Schenectady County

Man withdraws guilty plea to possessing gun that killed woman in Schenectady

James Porter will get another chance to defend himself against allegations that he possessed the Lor

James Porter will get another chance to defend himself against allegations that he possessed the Lorcin 9mm semiautomatic handgun used to kill Laurel Teer last year.

Acting Schenectady County Court Judge Richard Giardino acknowledged that he did not advise Porter that he would face post-release supervision following his plea of guilty to the charge of second-degree criminal possession of a weapon in April. The 28-year-old parolee from Schenectady was facing eight to 12 years in prison during his sentencing Friday, when the judge allowed him to withdraw his plea and sent the case to trial.

“My understanding is that I did not advise you of the post release supervision, which is part of any sentence I would have given you,” he told Porter on Friday in County Court.

Assistant District Attorney Matthew Sypniewski did not object. Porter was ordered held without bail and advised his case will likely go to trial sometime within the next two months.

Porter is not accused of killing Teer, 41, who was shot once in the head during what appeared to be a botched robbery of the Eastern Avenue Deli and Grocery on June 7, 2009.
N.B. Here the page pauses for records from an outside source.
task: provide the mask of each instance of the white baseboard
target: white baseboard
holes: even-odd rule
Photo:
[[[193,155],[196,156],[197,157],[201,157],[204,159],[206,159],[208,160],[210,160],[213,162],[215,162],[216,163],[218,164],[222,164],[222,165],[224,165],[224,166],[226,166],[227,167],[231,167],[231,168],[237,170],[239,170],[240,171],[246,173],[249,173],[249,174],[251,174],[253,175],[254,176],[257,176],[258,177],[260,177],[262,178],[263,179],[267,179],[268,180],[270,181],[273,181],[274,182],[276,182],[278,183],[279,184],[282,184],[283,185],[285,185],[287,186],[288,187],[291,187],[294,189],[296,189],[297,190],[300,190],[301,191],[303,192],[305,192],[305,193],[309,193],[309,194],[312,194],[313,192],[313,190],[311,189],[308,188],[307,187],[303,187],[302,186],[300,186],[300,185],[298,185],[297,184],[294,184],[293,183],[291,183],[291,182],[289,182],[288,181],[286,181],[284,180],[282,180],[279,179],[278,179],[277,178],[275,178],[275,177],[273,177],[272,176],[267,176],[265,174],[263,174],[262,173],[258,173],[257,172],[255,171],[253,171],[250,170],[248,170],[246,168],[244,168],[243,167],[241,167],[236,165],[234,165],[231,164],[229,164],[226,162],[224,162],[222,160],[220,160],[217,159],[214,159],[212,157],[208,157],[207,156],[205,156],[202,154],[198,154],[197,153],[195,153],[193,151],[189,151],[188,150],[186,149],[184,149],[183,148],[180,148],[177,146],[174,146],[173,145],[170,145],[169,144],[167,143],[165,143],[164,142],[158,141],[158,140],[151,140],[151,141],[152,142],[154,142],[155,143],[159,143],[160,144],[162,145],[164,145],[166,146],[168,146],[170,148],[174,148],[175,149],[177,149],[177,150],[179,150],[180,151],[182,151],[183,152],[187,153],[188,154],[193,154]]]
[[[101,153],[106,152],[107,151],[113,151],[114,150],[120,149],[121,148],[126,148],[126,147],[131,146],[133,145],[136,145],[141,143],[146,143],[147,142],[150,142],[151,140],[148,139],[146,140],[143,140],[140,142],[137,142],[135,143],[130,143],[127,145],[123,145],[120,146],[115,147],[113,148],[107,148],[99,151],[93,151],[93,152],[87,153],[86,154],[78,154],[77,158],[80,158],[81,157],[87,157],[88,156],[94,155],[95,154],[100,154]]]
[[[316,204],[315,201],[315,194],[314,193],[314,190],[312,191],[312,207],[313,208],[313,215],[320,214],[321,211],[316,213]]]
Less than a week after the shooting, Porter was a back-seat passenger in a vehicle stopped by Schenectady police in Hamilton Hill. At some point during the stop, police said they found him with the loaded handgun tucked in the waistband of his pants. Porter claimed he found the weapon in some bushes near Bridge Street and was planning to turn it in as part of a gun buyback program in Albany, but the operator of the program told investigators he was never contacted about the weapon.

During his guilty plea in April, Porter reaffirmed his position that he had nothing to do with Teer’s killing and that he told investigators all he knew. He also claimed prosecutors offered him as little as three years in state prison if he told them where the gun came from.

If convicted of the charge, Porter could be sentenced as a persistent offender and could face up to life in prison. Defense attorney Michael Mansion said his client isn’t deterred. “Mr. Porter has made it clear that he’s not interested in anything other than going to trial,” he said.

Prosecutors are waiting for the man suspected of shooting Teer to be extradited to Schenectady to face a second-degree murder charge. Wade McCommons, 25, remains detained at the federal transfer facility in Oklahoma City.

McCommons was serving the end of a federal prison sentence in Kentucky for violating the conditions of his parole on a weapons conviction when he waived extradition.